# heap-assignment-5 (Huntington-Hill via Max-Heap)

**Author:** Jack Henney  
**Course:** CS315 — Algorithms and Data Structures

**GitHub Repository Link:**  
[Click to view this notebook on GitHub](https://github.com/jackhenney/CS315/blob/main/heap-assignment-5.ipynb)
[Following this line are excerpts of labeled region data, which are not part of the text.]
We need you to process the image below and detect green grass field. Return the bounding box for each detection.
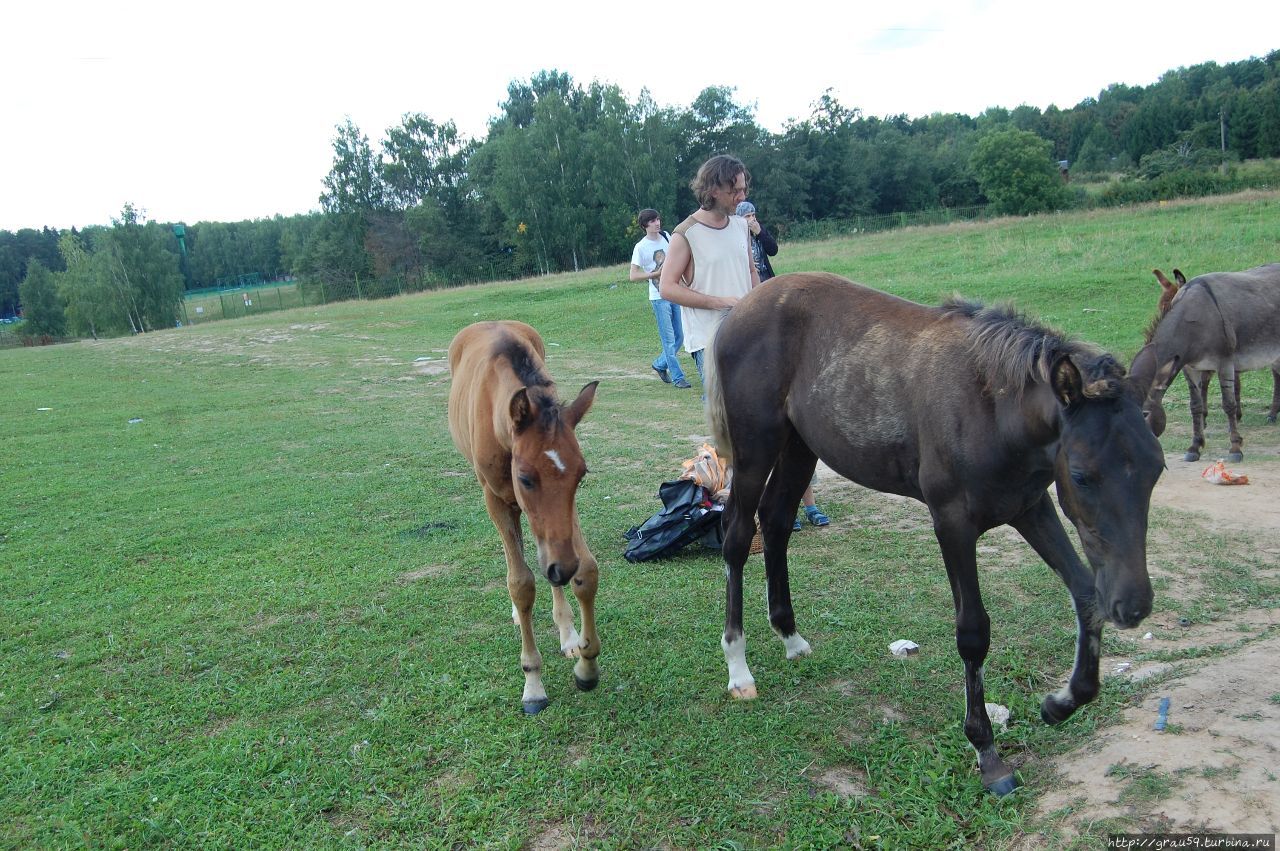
[0,189,1280,848]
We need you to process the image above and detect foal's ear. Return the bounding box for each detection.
[1050,354,1084,406]
[508,386,538,434]
[564,381,600,427]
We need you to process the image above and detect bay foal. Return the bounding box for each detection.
[449,321,600,715]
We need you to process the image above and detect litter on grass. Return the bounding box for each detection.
[888,639,920,656]
[1201,461,1249,485]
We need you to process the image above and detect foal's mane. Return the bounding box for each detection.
[942,297,1125,398]
[493,334,561,429]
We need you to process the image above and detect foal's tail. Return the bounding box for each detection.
[703,346,733,466]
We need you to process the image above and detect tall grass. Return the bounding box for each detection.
[0,189,1280,848]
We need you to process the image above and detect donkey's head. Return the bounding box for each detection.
[1051,354,1165,628]
[509,381,599,585]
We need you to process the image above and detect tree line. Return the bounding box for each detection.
[0,51,1280,335]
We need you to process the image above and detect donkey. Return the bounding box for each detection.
[1143,269,1280,440]
[449,321,600,715]
[1143,264,1280,462]
[707,273,1165,795]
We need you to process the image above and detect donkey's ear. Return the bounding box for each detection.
[1151,269,1178,298]
[564,381,600,427]
[1050,354,1084,407]
[508,386,538,434]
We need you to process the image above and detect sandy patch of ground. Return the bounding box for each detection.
[814,440,1280,838]
[1037,445,1280,833]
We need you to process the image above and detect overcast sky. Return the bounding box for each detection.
[0,0,1280,230]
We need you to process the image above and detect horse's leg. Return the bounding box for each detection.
[564,518,600,691]
[484,489,547,715]
[1183,369,1211,461]
[1009,493,1102,724]
[1217,361,1244,463]
[1267,363,1280,425]
[929,506,1018,796]
[721,453,773,700]
[760,431,818,659]
[552,585,579,659]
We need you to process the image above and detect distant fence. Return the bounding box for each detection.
[780,205,992,241]
[180,275,490,325]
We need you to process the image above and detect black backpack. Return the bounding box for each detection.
[622,479,724,562]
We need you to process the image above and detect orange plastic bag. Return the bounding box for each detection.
[680,443,728,502]
[1201,461,1249,485]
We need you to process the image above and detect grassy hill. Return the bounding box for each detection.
[0,193,1280,848]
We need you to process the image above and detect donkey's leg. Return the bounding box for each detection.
[1183,369,1213,461]
[570,518,600,691]
[1217,361,1244,463]
[484,489,547,715]
[1267,363,1280,425]
[929,495,1018,796]
[760,430,818,659]
[1010,493,1102,724]
[552,585,580,659]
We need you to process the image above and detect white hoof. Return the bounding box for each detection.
[782,632,813,659]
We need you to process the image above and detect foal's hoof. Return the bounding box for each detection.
[983,772,1018,797]
[1041,695,1075,724]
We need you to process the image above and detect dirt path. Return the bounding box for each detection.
[818,429,1280,847]
[1038,435,1280,833]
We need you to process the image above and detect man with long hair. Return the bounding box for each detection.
[658,154,760,389]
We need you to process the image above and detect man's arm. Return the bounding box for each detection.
[658,233,742,310]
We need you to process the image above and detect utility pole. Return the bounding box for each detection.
[1217,106,1226,174]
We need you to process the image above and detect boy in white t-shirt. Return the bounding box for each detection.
[631,209,690,390]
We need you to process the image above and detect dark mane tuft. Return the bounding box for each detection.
[494,337,561,430]
[942,297,1125,398]
[494,335,554,388]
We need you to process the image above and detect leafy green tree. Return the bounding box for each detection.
[18,260,67,337]
[58,233,129,339]
[320,118,385,212]
[95,203,183,334]
[970,128,1070,215]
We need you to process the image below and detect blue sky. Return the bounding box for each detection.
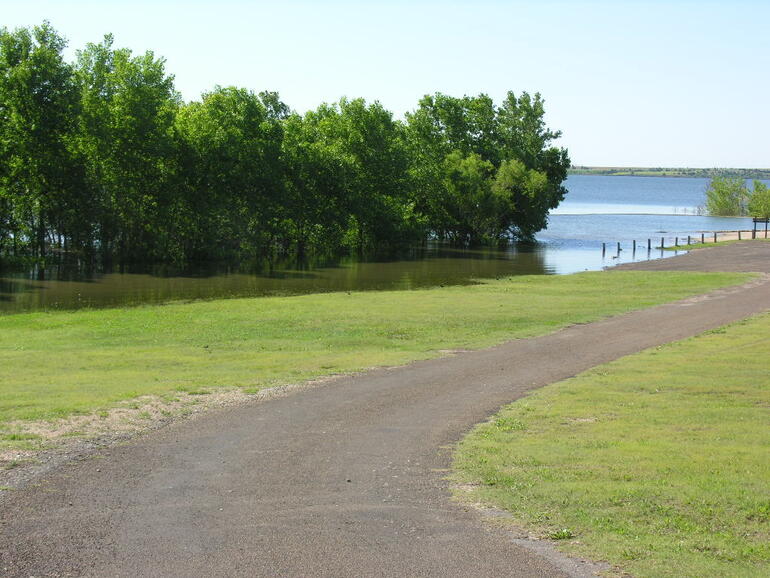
[0,0,770,168]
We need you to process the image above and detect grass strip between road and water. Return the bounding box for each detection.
[454,314,770,577]
[0,271,749,449]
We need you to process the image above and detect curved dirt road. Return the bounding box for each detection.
[0,243,770,577]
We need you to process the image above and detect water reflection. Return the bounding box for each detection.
[0,245,558,313]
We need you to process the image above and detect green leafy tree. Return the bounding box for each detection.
[442,151,501,245]
[177,87,283,258]
[407,92,570,242]
[77,35,180,261]
[492,159,556,240]
[748,180,770,219]
[706,176,748,217]
[0,22,77,255]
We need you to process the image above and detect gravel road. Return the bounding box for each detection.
[0,243,770,577]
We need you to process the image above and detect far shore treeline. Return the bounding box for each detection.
[0,23,570,264]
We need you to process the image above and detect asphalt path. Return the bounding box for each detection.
[0,243,770,577]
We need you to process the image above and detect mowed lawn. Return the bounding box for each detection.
[455,314,770,577]
[0,271,748,431]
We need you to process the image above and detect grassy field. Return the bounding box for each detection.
[455,314,770,577]
[0,271,747,448]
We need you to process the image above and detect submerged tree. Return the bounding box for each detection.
[0,23,569,263]
[0,22,78,255]
[748,180,770,219]
[706,177,748,217]
[407,92,570,244]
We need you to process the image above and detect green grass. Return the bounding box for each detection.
[0,271,748,434]
[455,314,770,577]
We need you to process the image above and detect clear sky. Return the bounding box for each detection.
[0,0,770,168]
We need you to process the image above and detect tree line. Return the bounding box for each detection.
[706,177,770,219]
[0,23,570,263]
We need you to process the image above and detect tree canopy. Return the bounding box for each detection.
[0,23,569,263]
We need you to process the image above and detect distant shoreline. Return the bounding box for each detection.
[567,165,770,179]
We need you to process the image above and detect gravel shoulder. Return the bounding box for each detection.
[0,242,770,576]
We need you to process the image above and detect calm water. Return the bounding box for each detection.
[0,175,752,313]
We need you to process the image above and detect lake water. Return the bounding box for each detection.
[0,175,752,313]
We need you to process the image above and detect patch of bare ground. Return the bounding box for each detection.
[0,375,343,496]
[451,484,608,578]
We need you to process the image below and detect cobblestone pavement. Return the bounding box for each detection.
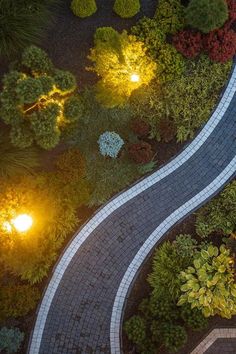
[29,65,236,354]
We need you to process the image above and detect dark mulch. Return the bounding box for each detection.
[123,215,236,354]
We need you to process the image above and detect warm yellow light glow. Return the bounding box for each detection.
[130,74,140,82]
[12,214,33,232]
[2,221,12,232]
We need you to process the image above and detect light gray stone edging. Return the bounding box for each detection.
[29,64,236,354]
[190,328,236,354]
[110,157,236,354]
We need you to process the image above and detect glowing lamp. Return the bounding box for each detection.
[12,214,33,232]
[130,74,140,82]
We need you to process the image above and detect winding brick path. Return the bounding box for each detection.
[29,65,236,354]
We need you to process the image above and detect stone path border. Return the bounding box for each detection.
[190,328,236,354]
[29,63,236,354]
[110,157,236,354]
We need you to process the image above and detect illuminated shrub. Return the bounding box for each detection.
[113,0,140,18]
[154,0,184,34]
[131,119,150,138]
[129,141,154,164]
[71,0,97,18]
[98,132,124,158]
[173,30,202,58]
[88,27,156,107]
[0,46,82,150]
[204,25,236,63]
[156,44,185,83]
[0,285,40,320]
[178,245,236,318]
[131,17,166,58]
[0,327,24,354]
[186,0,228,33]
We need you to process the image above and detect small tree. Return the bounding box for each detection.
[0,46,81,149]
[88,27,156,107]
[71,0,97,18]
[186,0,228,33]
[178,245,236,318]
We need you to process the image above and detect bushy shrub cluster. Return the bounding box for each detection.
[71,0,97,18]
[0,0,58,58]
[89,27,156,107]
[155,0,185,34]
[0,46,81,149]
[98,132,124,158]
[113,0,140,18]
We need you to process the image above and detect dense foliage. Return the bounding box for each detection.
[113,0,140,18]
[155,0,185,34]
[0,0,59,57]
[71,0,97,18]
[89,27,156,107]
[0,46,81,149]
[196,181,236,237]
[178,246,236,318]
[186,0,228,33]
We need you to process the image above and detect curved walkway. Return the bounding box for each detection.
[29,69,236,354]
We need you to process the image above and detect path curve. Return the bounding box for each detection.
[29,65,236,354]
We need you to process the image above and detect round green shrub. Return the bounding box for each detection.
[186,0,228,33]
[71,0,97,18]
[113,0,140,18]
[53,69,76,91]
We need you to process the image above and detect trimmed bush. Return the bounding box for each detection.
[98,132,124,158]
[0,46,82,150]
[204,25,236,63]
[186,0,228,33]
[131,17,166,59]
[154,0,185,34]
[71,0,97,18]
[173,30,203,58]
[113,0,140,18]
[129,141,154,164]
[0,327,24,354]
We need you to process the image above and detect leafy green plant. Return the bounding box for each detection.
[0,285,40,320]
[88,27,156,108]
[178,245,236,318]
[113,0,140,18]
[71,0,97,18]
[154,0,184,34]
[0,132,40,178]
[0,46,82,150]
[181,304,208,331]
[131,17,166,59]
[196,181,236,237]
[148,241,192,300]
[186,0,228,33]
[0,327,24,354]
[0,0,58,58]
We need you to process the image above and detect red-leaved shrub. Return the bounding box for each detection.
[173,30,202,58]
[131,118,150,137]
[226,0,236,20]
[129,141,153,164]
[204,23,236,63]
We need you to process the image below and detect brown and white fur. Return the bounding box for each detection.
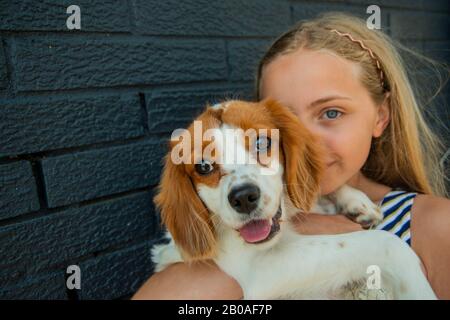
[152,99,436,299]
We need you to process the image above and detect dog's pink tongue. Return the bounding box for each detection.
[239,220,271,242]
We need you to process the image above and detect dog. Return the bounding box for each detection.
[152,98,436,299]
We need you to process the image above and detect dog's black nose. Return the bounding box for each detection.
[228,184,261,213]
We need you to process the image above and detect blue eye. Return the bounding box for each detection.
[325,109,342,119]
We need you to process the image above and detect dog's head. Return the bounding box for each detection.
[155,99,322,260]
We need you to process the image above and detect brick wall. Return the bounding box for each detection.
[0,0,450,299]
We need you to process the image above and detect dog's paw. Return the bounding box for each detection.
[343,199,383,229]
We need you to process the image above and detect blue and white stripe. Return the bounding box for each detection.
[377,190,417,245]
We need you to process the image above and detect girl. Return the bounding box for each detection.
[134,14,450,299]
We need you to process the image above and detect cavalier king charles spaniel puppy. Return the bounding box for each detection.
[152,99,436,299]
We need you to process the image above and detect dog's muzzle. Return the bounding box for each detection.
[238,206,281,244]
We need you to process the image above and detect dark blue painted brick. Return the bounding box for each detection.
[424,41,450,63]
[42,139,167,208]
[0,38,8,89]
[0,0,130,32]
[135,0,290,37]
[228,40,271,81]
[0,161,40,221]
[0,271,67,300]
[147,85,251,133]
[0,94,144,156]
[13,37,227,91]
[79,241,153,300]
[0,192,157,286]
[390,10,450,40]
[292,3,388,31]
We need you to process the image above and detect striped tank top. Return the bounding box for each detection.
[376,189,417,245]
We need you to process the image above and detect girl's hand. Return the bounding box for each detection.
[132,260,243,300]
[292,213,364,235]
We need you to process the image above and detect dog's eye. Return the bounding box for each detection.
[324,109,342,120]
[255,136,270,151]
[195,159,214,175]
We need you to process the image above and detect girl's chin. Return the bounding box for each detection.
[320,167,344,196]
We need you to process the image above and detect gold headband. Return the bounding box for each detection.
[331,29,384,89]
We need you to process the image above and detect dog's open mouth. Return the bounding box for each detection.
[238,206,281,244]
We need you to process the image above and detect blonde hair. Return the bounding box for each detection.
[255,13,448,196]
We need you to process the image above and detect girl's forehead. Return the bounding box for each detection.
[260,49,364,103]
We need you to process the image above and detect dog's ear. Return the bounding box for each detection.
[154,152,216,261]
[261,98,324,212]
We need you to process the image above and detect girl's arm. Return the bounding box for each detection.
[132,213,362,300]
[411,194,450,299]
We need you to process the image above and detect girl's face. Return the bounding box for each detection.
[260,49,389,195]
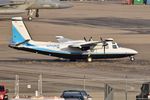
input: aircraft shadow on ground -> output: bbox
[33,17,150,34]
[0,57,150,65]
[0,57,130,63]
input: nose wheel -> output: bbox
[87,57,92,62]
[130,56,135,61]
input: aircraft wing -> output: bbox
[69,41,101,50]
[56,36,73,43]
[0,2,24,7]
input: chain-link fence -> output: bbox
[0,76,148,100]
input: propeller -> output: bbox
[84,37,92,42]
[35,9,39,17]
[84,37,87,41]
[89,36,92,41]
[100,37,108,54]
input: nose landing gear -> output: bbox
[130,56,135,61]
[87,57,92,62]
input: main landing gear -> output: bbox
[130,56,135,61]
[87,57,92,62]
[28,9,39,21]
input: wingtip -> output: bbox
[11,17,23,21]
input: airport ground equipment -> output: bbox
[0,85,8,100]
[61,90,92,100]
[136,82,150,100]
[104,84,114,100]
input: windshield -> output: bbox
[0,86,5,91]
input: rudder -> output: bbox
[11,17,31,44]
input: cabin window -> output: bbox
[112,45,117,49]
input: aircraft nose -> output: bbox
[130,49,138,54]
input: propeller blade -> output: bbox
[84,37,87,41]
[89,37,92,41]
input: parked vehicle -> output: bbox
[136,82,150,100]
[0,85,8,100]
[61,90,92,100]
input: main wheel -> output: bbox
[87,57,92,62]
[130,56,135,61]
[28,16,32,21]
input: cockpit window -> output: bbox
[112,44,117,49]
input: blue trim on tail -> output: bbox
[11,26,25,44]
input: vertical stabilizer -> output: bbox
[11,17,31,44]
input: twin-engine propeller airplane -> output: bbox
[9,17,137,62]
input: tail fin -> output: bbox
[11,17,32,45]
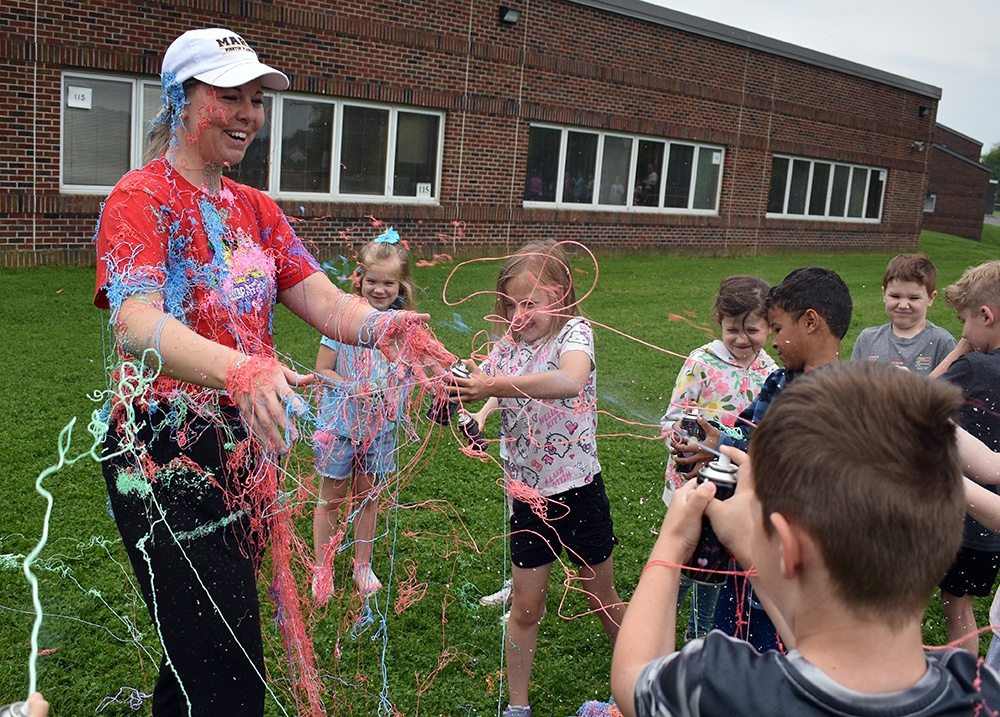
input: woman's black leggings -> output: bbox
[103,409,267,717]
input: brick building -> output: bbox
[924,124,992,241]
[0,0,941,265]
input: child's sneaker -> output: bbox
[354,563,382,597]
[479,579,514,607]
[312,565,333,605]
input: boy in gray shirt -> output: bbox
[851,254,955,374]
[611,362,1000,717]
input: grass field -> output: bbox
[0,226,1000,717]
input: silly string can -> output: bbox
[681,456,738,585]
[427,361,472,426]
[455,413,486,453]
[674,406,705,475]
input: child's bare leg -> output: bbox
[580,557,625,647]
[351,473,378,565]
[505,563,552,705]
[351,473,382,596]
[941,590,979,655]
[313,475,350,566]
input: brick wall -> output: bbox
[0,0,936,263]
[924,145,990,241]
[932,125,983,162]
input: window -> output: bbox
[767,155,886,221]
[278,94,444,202]
[60,73,442,202]
[524,125,723,213]
[59,73,160,193]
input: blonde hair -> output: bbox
[354,241,417,311]
[493,240,580,339]
[142,77,201,164]
[944,260,1000,311]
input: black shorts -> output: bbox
[938,548,1000,597]
[510,473,618,569]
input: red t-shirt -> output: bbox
[94,157,319,400]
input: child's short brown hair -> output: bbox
[944,260,1000,311]
[493,240,580,338]
[766,266,854,339]
[882,254,937,296]
[750,361,965,627]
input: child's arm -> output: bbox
[962,478,1000,533]
[955,426,1000,486]
[450,351,591,404]
[611,481,715,717]
[927,338,973,378]
[660,354,705,436]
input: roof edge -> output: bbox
[933,142,993,174]
[569,0,941,100]
[934,122,984,149]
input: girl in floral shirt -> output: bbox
[660,275,777,639]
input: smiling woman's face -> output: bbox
[179,79,264,171]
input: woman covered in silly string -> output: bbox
[450,242,624,717]
[94,28,453,717]
[313,227,416,603]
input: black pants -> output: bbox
[103,411,266,717]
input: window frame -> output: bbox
[764,154,889,224]
[521,122,726,216]
[59,70,160,195]
[59,70,447,205]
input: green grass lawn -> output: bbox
[0,227,1000,717]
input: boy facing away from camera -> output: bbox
[612,363,1000,717]
[851,254,955,374]
[931,261,1000,659]
[675,266,853,652]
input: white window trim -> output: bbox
[59,70,154,195]
[59,70,446,205]
[764,154,889,224]
[522,122,726,216]
[268,92,445,205]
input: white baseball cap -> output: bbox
[160,27,289,90]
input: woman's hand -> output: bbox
[226,356,315,455]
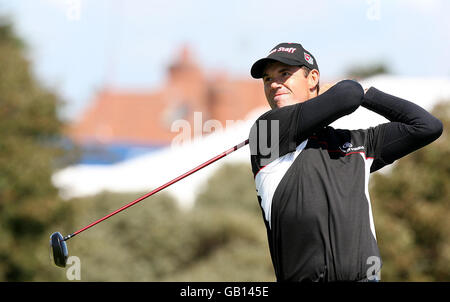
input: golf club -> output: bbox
[50,139,249,267]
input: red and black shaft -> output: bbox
[63,139,249,241]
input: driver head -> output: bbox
[50,232,69,267]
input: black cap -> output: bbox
[250,43,319,79]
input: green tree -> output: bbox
[0,21,68,281]
[371,102,450,281]
[60,165,274,281]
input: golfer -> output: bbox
[250,43,443,282]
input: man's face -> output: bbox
[263,62,318,109]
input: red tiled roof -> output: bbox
[67,49,269,144]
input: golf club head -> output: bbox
[50,232,69,267]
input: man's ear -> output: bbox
[308,69,320,93]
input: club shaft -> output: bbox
[64,139,249,240]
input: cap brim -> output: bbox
[250,58,299,79]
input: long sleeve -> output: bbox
[249,80,364,173]
[361,87,443,172]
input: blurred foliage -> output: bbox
[0,20,74,281]
[55,165,274,281]
[346,63,391,80]
[0,15,450,281]
[370,102,450,281]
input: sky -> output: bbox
[0,0,450,120]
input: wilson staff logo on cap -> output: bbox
[250,43,319,79]
[303,52,314,65]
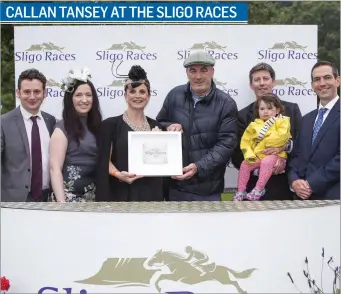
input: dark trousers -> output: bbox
[26,189,51,202]
[169,189,221,201]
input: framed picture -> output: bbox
[128,132,182,176]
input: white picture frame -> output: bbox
[128,131,183,177]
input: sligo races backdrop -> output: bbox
[15,25,318,187]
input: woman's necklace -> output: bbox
[123,111,151,132]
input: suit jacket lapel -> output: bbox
[246,102,255,127]
[310,100,340,154]
[14,107,31,156]
[41,112,53,137]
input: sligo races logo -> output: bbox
[258,41,317,62]
[273,77,316,96]
[46,79,64,98]
[14,42,76,63]
[213,78,239,97]
[96,79,157,99]
[177,41,238,60]
[96,41,157,61]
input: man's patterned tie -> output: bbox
[31,116,43,199]
[311,108,328,145]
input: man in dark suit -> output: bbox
[232,62,302,200]
[1,69,56,202]
[289,61,340,200]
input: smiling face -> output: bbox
[16,79,46,114]
[72,84,93,115]
[125,84,150,110]
[250,70,275,99]
[258,100,280,121]
[311,65,340,105]
[186,64,214,96]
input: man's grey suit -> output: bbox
[1,107,56,202]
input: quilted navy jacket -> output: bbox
[156,81,238,195]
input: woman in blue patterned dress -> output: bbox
[50,68,102,202]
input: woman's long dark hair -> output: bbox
[124,65,150,95]
[63,81,102,145]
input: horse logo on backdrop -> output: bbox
[269,41,308,52]
[189,41,226,52]
[75,246,256,293]
[106,41,146,52]
[273,77,316,97]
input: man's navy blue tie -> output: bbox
[311,108,328,145]
[31,116,43,199]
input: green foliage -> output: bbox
[1,1,340,113]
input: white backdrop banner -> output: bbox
[1,203,340,294]
[15,25,318,186]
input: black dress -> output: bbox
[96,115,167,202]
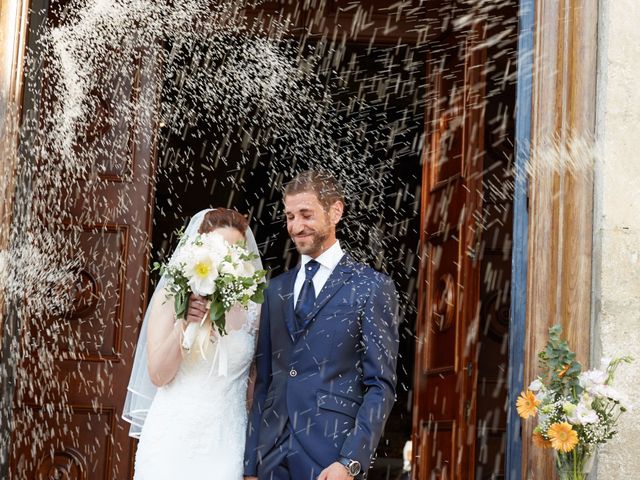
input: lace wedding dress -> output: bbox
[134,303,260,480]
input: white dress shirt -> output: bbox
[293,240,344,305]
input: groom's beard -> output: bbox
[292,230,329,255]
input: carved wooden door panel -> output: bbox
[10,4,157,480]
[413,27,484,480]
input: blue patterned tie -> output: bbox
[296,260,320,330]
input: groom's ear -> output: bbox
[329,200,344,225]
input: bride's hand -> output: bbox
[187,293,207,323]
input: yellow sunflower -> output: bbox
[547,422,578,453]
[516,390,540,418]
[532,430,551,448]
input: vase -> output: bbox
[555,445,595,480]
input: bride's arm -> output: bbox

This notebook computes the U.S. House apportionment using 2020 state populations and the Huntington-Hill (Equal Proportions) method, implemented with a max-heap, and verifies it against `StatesPopulation.csv`.


In [None]:

# ========================
# IMPORTS
# ========================
# math  : for square roots used in the Huntington-Hill priority formula
# heapq : Python's priority queue; it's a MIN-heap, so we will push NEGATIVE priorities to simulate a MAX-heap
# pandas: for tabular data handling and CSV comparison
import math
import heapq
import pandas as pd


In [None]:

# ========================
# 2020 STATE POPULATION DATA
# ========================
statePop = [
    5024279,733391,7151502,3011524,39538223,5773714,3605944,989948,21538187,10711908,
    1455271,1839106,12812508,6785528,3190369,2937880,4505836,4657757,1362359,6177224,
    7029917,10077331,5706494,2961279,6154913,1084225,1961504,3104614,1377529,9288994,
    2117522,20201249,10439388,779094,11799448,3959353,4237256,13002700,1097379,5118425,
    886667,6910840,29145505,3271616,643077,8631393,7705281,1793716,5893718,576851
]

stateNames = [
    "Alabama","Alaska","Arizona","Arkansas","California","Colorado","Connecticut","Delaware","Florida","Georgia",
    "Hawaii","Idaho","Illinois","Indiana","Iowa","Kansas","Kentucky","Louisiana","Maine","Maryland","Massachusetts",
    "Michigan","Minnesota","Mississippi","Missouri","Montana","Nebraska","Nevada","NewHampshire","NewJersey",
    "NewMexico","NewYork","NorthCarolina","NorthDakota","Ohio","Oklahoma","Oregon","Pennsylvania","RhodeIsland",
    "SouthCarolina","SouthDakota","Tennessee","Texas","Utah","Vermont","Virginia","Washington","WestVirginia",
    "Wisconsin","Wyoming"
]

name_fix = {
    "NewHampshire": "New Hampshire",
    "NewJersey": "New Jersey",
    "NewMexico": "New Mexico",
    "NewYork": "New York",
    "NorthCarolina": "North Carolina",
    "NorthDakota": "North Dakota",
    "RhodeIsland": "Rhode Island",
    "SouthCarolina": "South Carolina",
    "SouthDakota": "South Dakota",
    "WestVirginia": "West Virginia"
}
stateNamesFixed = [name_fix.get(s, s) for s in stateNames]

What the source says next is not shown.